Ermo et les spectres de la guerre
C’est un autre personnage attachant qui se dévoile dans les deux tomes des Fantômes d’Ermo, de Bruno Loth. Initialement auto-édité par l’auteur en six volumes, ces aventures historico-fantastique et fantaisistes ont été ramassés ici en deux gros volumes, permettant de donner une nouvelle chance de découvrir un récit passionnant, prenant et assez unique en son genre.

Orphelin, Ermo a rejoint subrepticement à l’été 1936 la troupe de gitans du magicien Sidi Oadin qui parcourt l’Espagne en roulotte. Ce qui devait être pour lui une évasion vers une vie supposée plus facile va le plonger, ainsi que ses nouveaux amis, dans le chaos de la guerre civile. D’abord distants avec la cause républicaine, Sidi Oadin et sa troupe vont se retrouver contraints de s’y impliquer. Ermo leur sauvera la mise sur le front d’Aragon, grâce à l’intervention des fantômes de ses parents qui veillent sur lui. Puis tous se retrouveront à Barcelone, feront d’autres connaissances, croiseront et accompagneront Durutti (qui revit fort joliment dans ces pages), le célèbre commandant anarchiste…
Pleine de rebondissements, l’histoire est difficilement résumable. Mais avec ce roman graphique épique et populaire, ses personnages extravagants mais si attachants, Bruno Loth réussit aussi l’exploit de donner une belle mais historiquement très précise description de l’effervescence espagnole de l’époque. Il évoque ainsi de façon claire les divers enjeux politiques et idéologiques, les fractions rivales (et l’emprise progressive des communistes staliniens, forts du soutien de l’URSS, face aux milices ouvrières et syndicales de la CNT ou du POUM). Inspirés des souvenirs de son beau-père et de la mémoire familiale, les deux volumes sont complétés par un utile dossier documentaire en fin d’album.

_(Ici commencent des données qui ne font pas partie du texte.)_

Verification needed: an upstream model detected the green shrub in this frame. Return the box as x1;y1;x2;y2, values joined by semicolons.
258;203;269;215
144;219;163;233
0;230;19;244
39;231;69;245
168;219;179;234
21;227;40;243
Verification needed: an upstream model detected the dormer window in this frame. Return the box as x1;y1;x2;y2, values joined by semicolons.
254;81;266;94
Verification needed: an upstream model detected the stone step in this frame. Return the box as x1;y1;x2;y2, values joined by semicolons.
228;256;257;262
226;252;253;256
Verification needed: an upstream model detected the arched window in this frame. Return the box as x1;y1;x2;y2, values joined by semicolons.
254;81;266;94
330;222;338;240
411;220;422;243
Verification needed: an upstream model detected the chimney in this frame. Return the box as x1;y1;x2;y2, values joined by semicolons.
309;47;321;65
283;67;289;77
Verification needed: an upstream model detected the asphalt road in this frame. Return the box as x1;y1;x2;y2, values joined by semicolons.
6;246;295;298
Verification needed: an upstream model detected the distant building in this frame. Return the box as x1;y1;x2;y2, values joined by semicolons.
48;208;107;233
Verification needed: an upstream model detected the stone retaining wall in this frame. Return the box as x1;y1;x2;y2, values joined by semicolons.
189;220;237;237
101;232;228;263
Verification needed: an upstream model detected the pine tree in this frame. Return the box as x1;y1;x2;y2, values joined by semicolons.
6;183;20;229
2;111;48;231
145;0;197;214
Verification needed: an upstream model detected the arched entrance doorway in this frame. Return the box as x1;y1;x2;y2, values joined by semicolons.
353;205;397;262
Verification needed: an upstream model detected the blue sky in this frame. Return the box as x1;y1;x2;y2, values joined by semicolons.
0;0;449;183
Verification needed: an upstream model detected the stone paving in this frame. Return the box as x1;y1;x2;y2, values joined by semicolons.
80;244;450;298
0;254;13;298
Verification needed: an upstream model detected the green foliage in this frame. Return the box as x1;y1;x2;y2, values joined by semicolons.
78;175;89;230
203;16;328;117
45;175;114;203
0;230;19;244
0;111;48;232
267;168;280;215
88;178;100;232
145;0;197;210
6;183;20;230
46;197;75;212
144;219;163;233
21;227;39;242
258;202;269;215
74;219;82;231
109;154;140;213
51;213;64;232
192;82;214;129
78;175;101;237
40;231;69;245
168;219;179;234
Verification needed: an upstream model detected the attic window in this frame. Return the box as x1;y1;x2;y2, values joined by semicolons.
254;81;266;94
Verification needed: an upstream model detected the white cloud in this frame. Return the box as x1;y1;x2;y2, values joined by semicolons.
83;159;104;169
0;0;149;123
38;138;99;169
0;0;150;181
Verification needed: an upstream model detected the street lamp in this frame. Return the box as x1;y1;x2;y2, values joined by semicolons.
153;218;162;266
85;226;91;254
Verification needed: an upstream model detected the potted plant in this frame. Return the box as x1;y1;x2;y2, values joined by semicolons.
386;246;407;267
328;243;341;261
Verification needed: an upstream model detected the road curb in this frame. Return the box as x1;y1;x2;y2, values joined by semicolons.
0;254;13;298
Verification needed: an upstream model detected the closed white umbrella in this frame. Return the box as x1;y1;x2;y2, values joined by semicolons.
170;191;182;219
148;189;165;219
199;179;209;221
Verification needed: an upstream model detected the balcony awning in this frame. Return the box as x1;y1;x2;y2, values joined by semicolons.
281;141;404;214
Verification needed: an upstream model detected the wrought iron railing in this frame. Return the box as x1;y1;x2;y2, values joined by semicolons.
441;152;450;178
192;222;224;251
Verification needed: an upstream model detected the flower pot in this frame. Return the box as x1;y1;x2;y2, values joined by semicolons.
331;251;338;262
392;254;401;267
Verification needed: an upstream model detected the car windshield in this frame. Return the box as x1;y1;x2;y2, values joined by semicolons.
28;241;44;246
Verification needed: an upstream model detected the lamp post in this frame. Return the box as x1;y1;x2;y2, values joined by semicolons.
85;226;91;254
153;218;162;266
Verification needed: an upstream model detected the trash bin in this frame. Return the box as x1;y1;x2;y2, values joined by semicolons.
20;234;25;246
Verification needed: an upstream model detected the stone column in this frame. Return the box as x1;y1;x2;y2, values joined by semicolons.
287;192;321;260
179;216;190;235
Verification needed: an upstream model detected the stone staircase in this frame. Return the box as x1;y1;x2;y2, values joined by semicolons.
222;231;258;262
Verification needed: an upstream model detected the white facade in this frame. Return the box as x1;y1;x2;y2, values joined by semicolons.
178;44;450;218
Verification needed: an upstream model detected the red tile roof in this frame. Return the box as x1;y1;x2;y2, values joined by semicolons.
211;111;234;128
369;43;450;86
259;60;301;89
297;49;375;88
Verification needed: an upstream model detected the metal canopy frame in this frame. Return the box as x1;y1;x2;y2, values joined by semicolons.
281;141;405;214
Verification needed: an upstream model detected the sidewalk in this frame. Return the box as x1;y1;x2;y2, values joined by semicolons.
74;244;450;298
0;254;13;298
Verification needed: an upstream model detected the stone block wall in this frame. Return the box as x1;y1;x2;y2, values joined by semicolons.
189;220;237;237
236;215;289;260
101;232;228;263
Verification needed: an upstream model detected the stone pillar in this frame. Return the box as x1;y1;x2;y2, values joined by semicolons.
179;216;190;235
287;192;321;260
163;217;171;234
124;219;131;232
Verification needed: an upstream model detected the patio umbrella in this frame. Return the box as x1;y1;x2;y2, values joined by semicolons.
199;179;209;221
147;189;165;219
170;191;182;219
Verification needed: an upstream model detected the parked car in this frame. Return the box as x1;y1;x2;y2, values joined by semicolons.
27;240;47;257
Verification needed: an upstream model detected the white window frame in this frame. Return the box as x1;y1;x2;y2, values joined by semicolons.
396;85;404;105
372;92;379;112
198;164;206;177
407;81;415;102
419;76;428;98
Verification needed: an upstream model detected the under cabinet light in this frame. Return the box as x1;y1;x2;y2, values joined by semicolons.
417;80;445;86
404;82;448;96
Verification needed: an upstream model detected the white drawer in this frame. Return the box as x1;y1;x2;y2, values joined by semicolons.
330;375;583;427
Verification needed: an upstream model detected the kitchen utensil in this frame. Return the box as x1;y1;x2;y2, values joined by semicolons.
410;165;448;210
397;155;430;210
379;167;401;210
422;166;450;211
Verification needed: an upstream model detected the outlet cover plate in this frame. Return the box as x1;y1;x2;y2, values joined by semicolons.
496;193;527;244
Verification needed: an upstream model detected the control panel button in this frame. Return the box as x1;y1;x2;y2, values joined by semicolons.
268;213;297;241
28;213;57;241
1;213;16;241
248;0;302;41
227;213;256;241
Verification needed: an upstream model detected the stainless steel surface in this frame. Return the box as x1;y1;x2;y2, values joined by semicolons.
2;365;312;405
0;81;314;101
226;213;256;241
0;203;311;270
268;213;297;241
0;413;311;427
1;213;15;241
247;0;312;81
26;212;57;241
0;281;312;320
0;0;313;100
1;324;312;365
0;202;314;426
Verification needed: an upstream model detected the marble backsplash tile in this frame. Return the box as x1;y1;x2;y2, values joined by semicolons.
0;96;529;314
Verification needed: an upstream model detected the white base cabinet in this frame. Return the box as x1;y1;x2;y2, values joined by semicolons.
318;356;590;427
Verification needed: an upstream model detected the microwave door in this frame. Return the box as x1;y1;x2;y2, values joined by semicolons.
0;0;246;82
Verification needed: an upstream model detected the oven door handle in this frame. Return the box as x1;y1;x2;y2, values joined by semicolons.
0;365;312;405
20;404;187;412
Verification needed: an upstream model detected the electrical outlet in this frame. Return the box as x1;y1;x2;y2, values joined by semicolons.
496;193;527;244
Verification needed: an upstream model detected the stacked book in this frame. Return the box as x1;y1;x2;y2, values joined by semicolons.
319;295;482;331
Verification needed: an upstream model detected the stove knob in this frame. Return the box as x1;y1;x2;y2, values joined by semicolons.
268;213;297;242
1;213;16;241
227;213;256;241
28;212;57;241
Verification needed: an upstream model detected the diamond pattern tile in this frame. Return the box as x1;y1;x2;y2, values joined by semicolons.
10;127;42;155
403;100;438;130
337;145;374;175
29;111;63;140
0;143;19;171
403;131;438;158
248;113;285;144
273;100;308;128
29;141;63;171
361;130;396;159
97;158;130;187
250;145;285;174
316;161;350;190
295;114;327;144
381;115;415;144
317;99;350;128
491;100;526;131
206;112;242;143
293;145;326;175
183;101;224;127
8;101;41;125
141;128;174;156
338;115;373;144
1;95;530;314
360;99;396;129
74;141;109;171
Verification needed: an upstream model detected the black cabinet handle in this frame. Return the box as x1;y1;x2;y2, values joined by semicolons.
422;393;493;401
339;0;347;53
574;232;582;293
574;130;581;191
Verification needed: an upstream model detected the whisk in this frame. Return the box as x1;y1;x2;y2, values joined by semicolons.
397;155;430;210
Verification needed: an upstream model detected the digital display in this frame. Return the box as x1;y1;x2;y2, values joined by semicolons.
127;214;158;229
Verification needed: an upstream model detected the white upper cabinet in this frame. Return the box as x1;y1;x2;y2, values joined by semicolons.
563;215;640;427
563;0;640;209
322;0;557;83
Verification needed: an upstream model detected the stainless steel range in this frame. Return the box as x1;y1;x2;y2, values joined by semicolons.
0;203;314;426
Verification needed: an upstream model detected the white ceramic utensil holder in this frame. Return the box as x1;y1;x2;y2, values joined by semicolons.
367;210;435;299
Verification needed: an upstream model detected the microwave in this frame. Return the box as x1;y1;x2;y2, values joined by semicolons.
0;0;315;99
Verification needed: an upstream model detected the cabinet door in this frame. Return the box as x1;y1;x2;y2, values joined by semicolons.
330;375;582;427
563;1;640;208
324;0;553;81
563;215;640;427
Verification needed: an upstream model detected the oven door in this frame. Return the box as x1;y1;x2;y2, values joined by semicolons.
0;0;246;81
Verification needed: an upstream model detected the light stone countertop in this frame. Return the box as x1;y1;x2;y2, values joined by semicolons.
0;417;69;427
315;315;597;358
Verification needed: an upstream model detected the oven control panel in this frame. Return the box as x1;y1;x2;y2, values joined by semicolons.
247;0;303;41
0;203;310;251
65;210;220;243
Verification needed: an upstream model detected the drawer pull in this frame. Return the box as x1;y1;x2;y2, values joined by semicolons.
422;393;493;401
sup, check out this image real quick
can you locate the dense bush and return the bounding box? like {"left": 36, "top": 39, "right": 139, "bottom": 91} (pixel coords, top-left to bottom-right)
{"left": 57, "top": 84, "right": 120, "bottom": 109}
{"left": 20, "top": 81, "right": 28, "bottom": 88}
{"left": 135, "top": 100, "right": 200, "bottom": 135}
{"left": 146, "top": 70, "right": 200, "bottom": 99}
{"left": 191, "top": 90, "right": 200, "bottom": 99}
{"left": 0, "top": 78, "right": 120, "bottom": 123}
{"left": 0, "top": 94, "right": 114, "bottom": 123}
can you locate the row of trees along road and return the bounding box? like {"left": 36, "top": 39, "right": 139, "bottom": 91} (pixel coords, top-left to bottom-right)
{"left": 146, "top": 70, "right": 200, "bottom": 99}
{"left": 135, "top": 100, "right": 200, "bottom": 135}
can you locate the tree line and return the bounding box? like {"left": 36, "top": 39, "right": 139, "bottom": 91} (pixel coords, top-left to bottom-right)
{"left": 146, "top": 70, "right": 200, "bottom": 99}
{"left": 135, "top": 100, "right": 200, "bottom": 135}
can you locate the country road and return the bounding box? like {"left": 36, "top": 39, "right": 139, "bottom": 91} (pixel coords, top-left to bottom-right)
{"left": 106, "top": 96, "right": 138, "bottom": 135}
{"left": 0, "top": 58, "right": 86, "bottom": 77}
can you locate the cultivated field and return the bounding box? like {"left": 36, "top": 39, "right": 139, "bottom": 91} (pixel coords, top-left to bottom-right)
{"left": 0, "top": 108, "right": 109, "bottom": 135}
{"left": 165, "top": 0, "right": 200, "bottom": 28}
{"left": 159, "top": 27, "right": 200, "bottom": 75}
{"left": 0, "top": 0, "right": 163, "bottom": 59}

Si l’on suit bien les même personnages durant quasiment toute la guerre civile, le récit s’infléchit dans la seconde partie, plus sérieux et tragique – à l’image de la guerre. Et, significativement, les deux fantômes s’estompent eux-aussi, témoins d’une certaine innocence perdue.
Le style graphique de Bruno Loth se distingue de celui de Jean-Pierre Gibrat, dans un registre semi-réaliste, classique, en noir et blanc rehaussé de gris et de quelques touches de rouge (les couleurs de la CNT-FAI, donc…). Mais les deux séries se retrouvent pour l’empathie qu’elles font ressentir pour leur héros, le charme et la fraîcheur de ceux-ci. Et leur commune volonté, sur le sujet de cette guerre d’Espagne, d’en faire ressortir les aspérités, mais aussi de faire ressentir toute la dimension révolutionnaire, trop souvent occultée (aspect plus longuement développé par Bruno Loth, grâce à sa copieuse pagination, qui lui permet notamment de décrire – chose rare – le fonctionnement d’une commune autogérée et dirigée par des femmes).
Deux manières différentes, mais très réussies, pour se replonger dans cette bouillonnante page d’histoire.